I agree on your point that pipelines are a better way to ship crude oil than by rail. What are your thoughts on California since our choice is not pipelines vs rail? It’s tanker ships vs rail if we are not going to produce here in CA. Have you written anything on domestic California crude production that you can point me to that is similar to what you wrote above? Thanks.
Pipelines are the cheapest, least polluting way to transport liquids – even cheaper than supertankers. I think the more relevant question is why are we transporting any of that toxic, heavy Canadian oil to the US? There is a worldwide glut of crude oil today without the Tar Sands crude. Canada should not even be producing that bad stuff.
With regards to Keystone XL, the issue is not with pipelines per se but more the “need” of this facility and the benefit to the US. There was no real need demonstrated for this pipeline in the US. The need is more for the Canadian oil company to export their product out of a warm water port. The other opposition had come from the fact that there was little ancillary benefit aside from construction, e.g. jobs related to running this facility. So the question is, why risk the American environment to transport a foreign “good”?

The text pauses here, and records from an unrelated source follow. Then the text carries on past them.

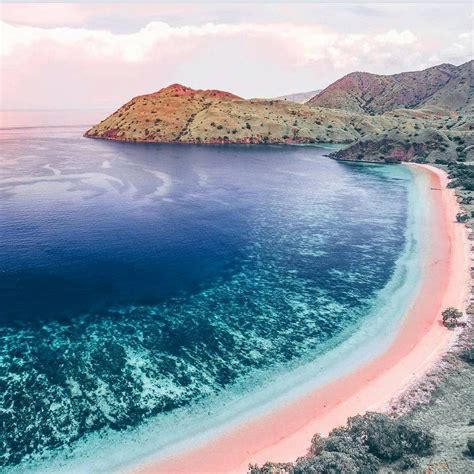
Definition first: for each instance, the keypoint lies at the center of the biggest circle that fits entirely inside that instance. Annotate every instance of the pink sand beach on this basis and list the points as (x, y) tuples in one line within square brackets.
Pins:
[(285, 433)]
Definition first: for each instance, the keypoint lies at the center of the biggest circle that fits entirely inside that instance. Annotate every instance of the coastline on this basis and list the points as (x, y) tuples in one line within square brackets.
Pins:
[(285, 433)]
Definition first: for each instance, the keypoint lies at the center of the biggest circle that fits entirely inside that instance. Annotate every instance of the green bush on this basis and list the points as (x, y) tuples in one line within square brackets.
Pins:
[(470, 447), (327, 463), (451, 317), (365, 445)]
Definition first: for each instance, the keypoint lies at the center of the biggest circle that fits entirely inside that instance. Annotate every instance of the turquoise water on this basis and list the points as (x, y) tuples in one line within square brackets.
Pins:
[(145, 285)]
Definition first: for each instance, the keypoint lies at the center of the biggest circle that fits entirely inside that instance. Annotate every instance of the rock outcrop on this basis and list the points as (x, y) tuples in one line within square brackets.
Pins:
[(445, 86)]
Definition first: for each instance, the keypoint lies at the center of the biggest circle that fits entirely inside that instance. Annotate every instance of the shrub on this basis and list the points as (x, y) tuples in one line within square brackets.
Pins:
[(408, 462), (451, 317), (389, 439), (470, 447), (363, 446), (467, 355), (327, 463)]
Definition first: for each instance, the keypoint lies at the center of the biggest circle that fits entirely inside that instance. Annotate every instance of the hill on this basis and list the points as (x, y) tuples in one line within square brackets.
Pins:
[(181, 114), (446, 86), (299, 97)]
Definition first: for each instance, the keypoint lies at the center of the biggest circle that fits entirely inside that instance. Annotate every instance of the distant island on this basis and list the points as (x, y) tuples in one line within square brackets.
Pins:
[(421, 116)]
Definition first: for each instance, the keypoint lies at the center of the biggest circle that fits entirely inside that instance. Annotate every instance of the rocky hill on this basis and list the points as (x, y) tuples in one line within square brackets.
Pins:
[(299, 97), (181, 114), (446, 86)]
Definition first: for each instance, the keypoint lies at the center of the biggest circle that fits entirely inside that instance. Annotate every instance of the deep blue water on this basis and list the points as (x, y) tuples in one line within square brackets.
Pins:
[(136, 279)]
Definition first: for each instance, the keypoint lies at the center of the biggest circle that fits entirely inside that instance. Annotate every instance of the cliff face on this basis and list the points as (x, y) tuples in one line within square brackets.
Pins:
[(180, 114), (442, 96), (426, 146), (446, 86)]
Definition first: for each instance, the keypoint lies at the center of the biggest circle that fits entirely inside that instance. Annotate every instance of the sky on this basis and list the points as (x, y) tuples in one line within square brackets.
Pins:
[(99, 55)]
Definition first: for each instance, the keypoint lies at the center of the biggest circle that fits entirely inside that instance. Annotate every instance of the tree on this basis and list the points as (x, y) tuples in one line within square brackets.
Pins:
[(451, 317)]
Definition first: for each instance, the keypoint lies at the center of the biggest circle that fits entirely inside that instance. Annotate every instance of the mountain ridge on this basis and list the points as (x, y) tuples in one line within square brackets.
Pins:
[(364, 92)]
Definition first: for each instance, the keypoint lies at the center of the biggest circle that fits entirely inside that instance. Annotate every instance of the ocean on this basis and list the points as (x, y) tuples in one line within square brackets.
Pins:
[(150, 294)]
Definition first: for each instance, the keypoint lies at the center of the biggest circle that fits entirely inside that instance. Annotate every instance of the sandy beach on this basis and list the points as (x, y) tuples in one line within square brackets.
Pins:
[(285, 433)]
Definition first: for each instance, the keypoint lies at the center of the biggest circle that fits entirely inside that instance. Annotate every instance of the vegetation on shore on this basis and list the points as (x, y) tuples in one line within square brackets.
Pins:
[(366, 444)]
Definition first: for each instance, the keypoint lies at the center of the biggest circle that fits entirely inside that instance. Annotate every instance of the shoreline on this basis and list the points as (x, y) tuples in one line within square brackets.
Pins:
[(285, 433)]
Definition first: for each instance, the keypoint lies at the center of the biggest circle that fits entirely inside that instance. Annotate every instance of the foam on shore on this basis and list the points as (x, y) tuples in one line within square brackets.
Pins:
[(190, 428)]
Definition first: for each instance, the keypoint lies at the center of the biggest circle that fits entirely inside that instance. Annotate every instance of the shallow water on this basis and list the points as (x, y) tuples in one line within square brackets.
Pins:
[(139, 280)]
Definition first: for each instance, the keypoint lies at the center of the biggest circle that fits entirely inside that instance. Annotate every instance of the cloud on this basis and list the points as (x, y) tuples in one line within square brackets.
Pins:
[(41, 66), (308, 43)]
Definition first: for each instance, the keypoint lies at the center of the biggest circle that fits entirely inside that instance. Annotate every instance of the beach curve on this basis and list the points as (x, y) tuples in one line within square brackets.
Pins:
[(285, 433)]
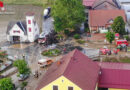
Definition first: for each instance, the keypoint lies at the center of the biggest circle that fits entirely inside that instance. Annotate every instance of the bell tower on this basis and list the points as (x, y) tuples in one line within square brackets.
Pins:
[(30, 26)]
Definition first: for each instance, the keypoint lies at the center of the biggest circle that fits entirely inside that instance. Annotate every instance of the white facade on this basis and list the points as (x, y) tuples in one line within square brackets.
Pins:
[(29, 35)]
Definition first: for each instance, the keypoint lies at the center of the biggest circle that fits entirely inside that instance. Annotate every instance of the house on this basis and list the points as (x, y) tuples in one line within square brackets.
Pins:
[(104, 4), (1, 6), (101, 20), (74, 71), (88, 3), (23, 31), (114, 76), (121, 2)]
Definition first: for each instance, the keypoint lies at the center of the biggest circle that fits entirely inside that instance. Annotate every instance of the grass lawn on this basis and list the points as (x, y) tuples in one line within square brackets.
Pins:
[(33, 2)]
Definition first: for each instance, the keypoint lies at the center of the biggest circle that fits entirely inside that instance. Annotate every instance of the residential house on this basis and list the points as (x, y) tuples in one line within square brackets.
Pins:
[(104, 4), (1, 6), (23, 31), (101, 20), (74, 71), (114, 76)]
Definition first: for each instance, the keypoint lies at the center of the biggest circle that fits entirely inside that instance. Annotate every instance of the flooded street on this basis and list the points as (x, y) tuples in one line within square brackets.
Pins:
[(20, 13)]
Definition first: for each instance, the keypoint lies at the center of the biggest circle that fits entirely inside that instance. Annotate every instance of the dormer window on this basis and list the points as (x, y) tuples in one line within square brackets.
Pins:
[(70, 88), (29, 21)]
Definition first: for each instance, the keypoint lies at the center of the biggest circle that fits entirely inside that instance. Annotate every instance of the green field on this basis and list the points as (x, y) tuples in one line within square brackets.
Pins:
[(33, 2)]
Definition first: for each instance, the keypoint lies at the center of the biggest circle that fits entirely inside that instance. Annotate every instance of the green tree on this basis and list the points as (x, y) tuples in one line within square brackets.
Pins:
[(118, 25), (6, 84), (110, 36), (22, 66), (67, 14)]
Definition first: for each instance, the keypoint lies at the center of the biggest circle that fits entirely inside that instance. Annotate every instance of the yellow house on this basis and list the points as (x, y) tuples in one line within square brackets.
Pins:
[(75, 71)]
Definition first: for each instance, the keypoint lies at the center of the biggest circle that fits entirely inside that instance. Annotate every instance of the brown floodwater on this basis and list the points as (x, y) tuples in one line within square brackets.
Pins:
[(20, 13)]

@Dave Perrino, agree across the board.
Also, in any discussion of Alberta’s oil sands, we only hear about “1 pipeline”, by which all other metrics are based. Reality is, for every barrel of “oil” out of Alberta, there are 3 other pipes required; 1) for the water to “steam” the oil out of the sand, 2) for the natural gas to boil the water for #1, and 3) to supply NGL (natural gas liquids) or ultralight crude to “dilute” the bitumen so it has a chance in hell of actually flowing in the pipeline – which also requires heating too.
Then there’s always the question as to how much the “special” relationship between Alberta & GoM refineries constrains or otherwise negatively impacts US pipeline networks for the delivery of US produced crude to US coastal (primarily Eastern) refineries. If GoM & Midwest refineries reconfigured to lighter grades, US produced crude wouldn’t need to be transported by rail, while also adding to US jobs. It would also mean the end of Alberta’s tar sands other than for Alberta’s “domestic” consumption.